The Brucolac ignored him and continued. “I’m against this because we both know this won’t stop with the avanc.” His voice was cold. Doul looked away. The night was without stars or horizon: the sea and sky bled ink into each other. “And it’s not going to take long for others to clock that. Shaddler might do whatever it’s told till the fucking sea boils, but do you think Jhour and Booktown will stick with the Lovers when they realize what the plan really is? Uther, you’re heading for mutiny.”
“Deadman . . .” began Doul, and paused heavily. Doul was the only man in the city who used the foreign honorific. It came from his homeland. “Deadman Brucolac. I’m the Lovers’ man. You know it, and you know why. And maybe it could have been another way, but it isn’t. I’m a soldier, Brucolac. A good soldier. If I didn’t think they could do it—if I didn’t think it would work—then I wouldn’t support it.”
“Bullshit.” The Brucolac’s voice came hard and throaty. “Gods fuck and damn it, Uther, that . . . is a lie. Do you remember, do you even remember how I found out what they want to do with the avanc?”
“Spies,” said Doul levelly, meeting his eyes again.
The Brucolac was dismissive. “Spies co
uld only ever get insinuations and hints. Don’t lie to yourself. I know because you told me.”
Doul’s eyes went quite cold and sharp.
“That is slander and I will not have you repeat it—“ he said, but the Brucolac broke him off with laughter.
“Look at yourself,” he urged, incredulous. “Who do you think you’re talking to? Stop being so fucking pompous. You know what I mean. Of course you didn’t volunteer the information, or even damn well admit it. But shit, Uther, I came to you and confronted you with what I’d worked out, and you . . . Well, you’re too professional to give away anything that could come back to bite you, but if you’d wanted to mislead me or leave me thinking I was wrong you
could have.
“You didn’t. And I’m grateful. And fair enough, if you want to play this stupid game where you’ll not admit what we both know to be the case, and you won’t confirm my suspicions but you damn well won’t deny them either, then that’s . . . that’s fine. Just keep on being silent.
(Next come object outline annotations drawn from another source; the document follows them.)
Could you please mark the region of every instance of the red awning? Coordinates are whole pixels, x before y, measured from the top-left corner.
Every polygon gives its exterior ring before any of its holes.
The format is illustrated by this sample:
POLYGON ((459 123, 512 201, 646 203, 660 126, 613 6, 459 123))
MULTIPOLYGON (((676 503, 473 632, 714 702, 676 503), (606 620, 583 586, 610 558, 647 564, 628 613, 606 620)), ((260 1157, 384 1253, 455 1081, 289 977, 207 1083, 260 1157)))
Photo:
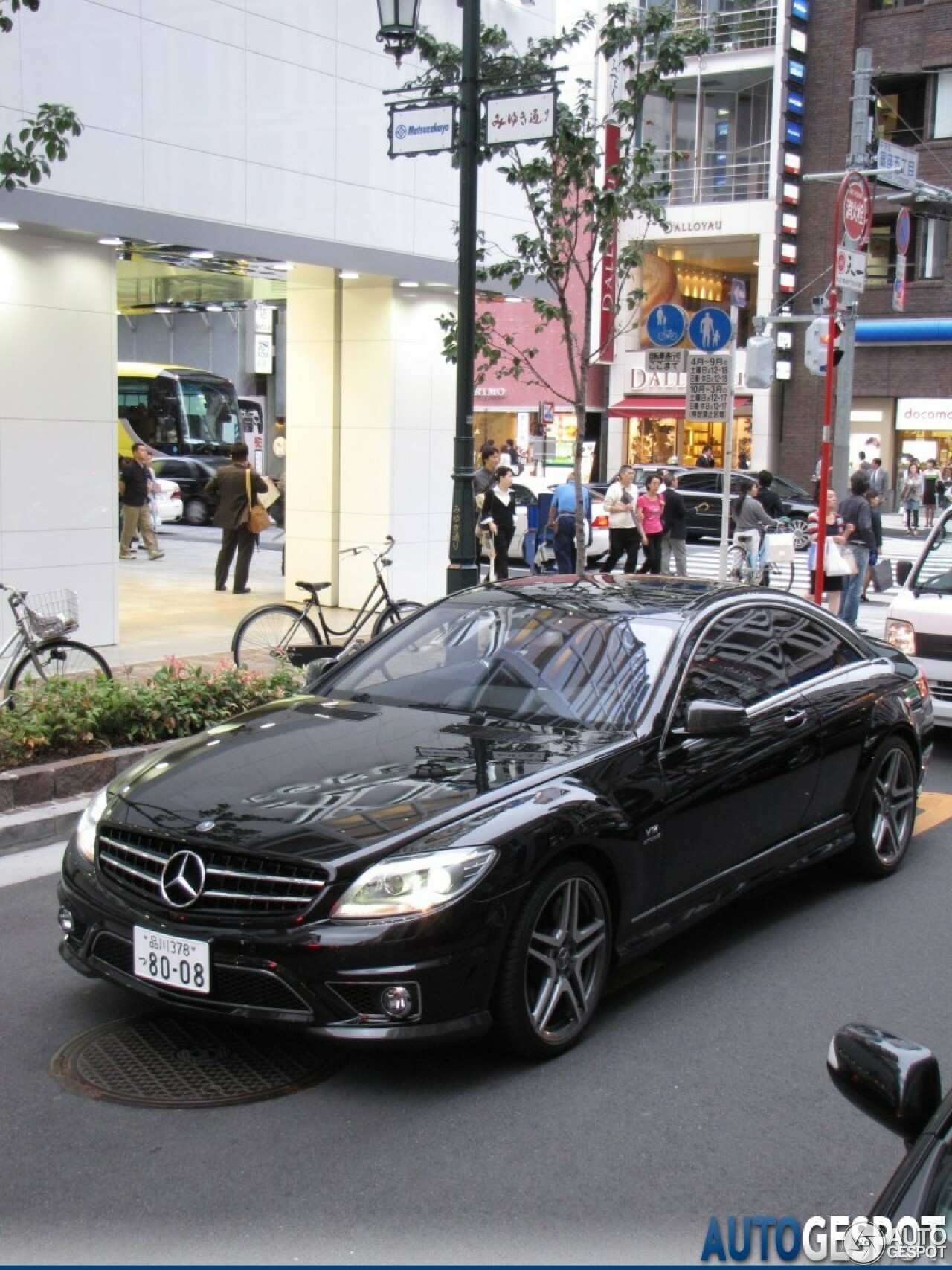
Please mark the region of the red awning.
MULTIPOLYGON (((746 411, 750 408, 750 398, 735 396, 734 398, 734 410, 746 411)), ((668 419, 683 419, 684 418, 684 398, 683 396, 665 396, 665 398, 650 398, 650 396, 637 396, 637 398, 625 398, 622 401, 616 401, 614 405, 609 405, 608 413, 622 419, 636 419, 644 415, 660 417, 668 419)))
“The facts remain, Uther.” The Brucolac absently picked splinters of wood from the guardrail and let them drift down into the dark. “The fact remains that you let me know. And you know the other riding leaders won’t trust me if I tell them. You’ve given me something I have to carry alone. And I think that’s because you know it’s a stupid, dangerous plan, and you don’t know what to do with that knowledge, and you wanted an ally.”
Doul smiled. “Are you so arrogant?” he said lightly. “Are you that sure of yourself, that you can turn any conversation, any miscommunication, round?”